It is a well-settled rule that the right to take a deposition may be ended by a rule of practice or by order of the trial judge. 8 Wright and Miller, Federal Practice and Procedure: Civil § 2038, n. 59. Tennessee Electric Power Co. v. T.V.A., supra; Greyhound Lines, Inc. v. Miller, 402 F. 2d 134; Associated Metal & Minerals Corp. v. S. S. Geert Howaldt, 348 F. 2d 457; Price v. H. B. Green Transportation Line, Inc., 287 F. 2d 363.

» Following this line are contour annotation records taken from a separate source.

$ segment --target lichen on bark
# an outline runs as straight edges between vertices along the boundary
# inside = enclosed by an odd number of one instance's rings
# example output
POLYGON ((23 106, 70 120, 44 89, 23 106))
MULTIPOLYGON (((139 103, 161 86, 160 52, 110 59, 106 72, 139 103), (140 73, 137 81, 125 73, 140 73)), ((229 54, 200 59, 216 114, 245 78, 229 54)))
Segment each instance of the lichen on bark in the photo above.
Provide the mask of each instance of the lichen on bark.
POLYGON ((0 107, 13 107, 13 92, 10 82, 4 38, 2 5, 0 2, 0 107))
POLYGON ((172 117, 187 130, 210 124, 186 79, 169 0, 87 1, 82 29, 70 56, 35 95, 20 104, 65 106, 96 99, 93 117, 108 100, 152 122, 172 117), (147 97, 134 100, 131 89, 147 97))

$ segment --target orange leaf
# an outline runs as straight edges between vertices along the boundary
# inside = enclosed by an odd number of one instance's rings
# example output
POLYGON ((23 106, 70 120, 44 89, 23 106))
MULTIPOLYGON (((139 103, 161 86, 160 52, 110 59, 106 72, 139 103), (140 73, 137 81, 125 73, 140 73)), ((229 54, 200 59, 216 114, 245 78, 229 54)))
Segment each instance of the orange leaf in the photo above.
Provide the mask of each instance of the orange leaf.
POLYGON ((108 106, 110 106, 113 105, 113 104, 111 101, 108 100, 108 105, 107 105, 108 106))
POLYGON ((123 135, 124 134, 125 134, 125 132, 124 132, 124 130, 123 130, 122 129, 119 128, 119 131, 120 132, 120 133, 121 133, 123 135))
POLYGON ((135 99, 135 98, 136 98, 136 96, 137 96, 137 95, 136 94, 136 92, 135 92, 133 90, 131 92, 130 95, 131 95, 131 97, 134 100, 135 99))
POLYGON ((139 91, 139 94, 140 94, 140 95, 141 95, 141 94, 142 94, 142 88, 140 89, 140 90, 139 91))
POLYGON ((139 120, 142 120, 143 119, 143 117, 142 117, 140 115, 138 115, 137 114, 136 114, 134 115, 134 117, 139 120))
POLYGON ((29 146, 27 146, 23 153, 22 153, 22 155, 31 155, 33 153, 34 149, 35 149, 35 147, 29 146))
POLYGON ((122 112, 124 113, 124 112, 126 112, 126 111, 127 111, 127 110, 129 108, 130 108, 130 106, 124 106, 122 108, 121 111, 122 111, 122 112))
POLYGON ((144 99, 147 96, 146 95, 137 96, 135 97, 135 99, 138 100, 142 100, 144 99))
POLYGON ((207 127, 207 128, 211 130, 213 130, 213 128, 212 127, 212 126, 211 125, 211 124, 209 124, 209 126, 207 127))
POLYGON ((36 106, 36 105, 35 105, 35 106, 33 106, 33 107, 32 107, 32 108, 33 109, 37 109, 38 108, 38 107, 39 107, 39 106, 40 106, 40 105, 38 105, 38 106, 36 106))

Defendant argues that he acted seasonably in seeking to obtain the deposition of Mr. Aseff because he did not obtain *592knowledge of this witness until the second trial in January 1974. However, even before the initial trial, defendant had the right pursuant to Rule 26 (b) to discover “the identity and location of persons having knowledge of relevant facts.” This defendant did not do even though he was granted additional time for discovery prior to the second trial. Further, it appears that at the second trial defendant offered expert testimony on the very question about which he seeks to examine plaintiff’s expert. It is true that there is some indication that Mr. Aseff tested some of the trailers two years before the second trial. Nevertheless defendant fails to show when his expert or experts made their tests or examinations. In the present posture of this case it appears that the evidence sought by deposition would be cumulative. Thus defendant has failed to show substantial prejudice resulting from the trial judge’s order or that there was abuse of discretion on the part of the trial judge in entering the order.

After hearing oral argument of counsel and upon closely examining this record, we conclude that we acted improvidently in allowing defendant’s petition for discretionary review and in denying plaintiff’s motion to dismiss defendant’s appeal.

Appeal dismissed.

Chief Justice Sharp and Justices Lake and Copeland dissent.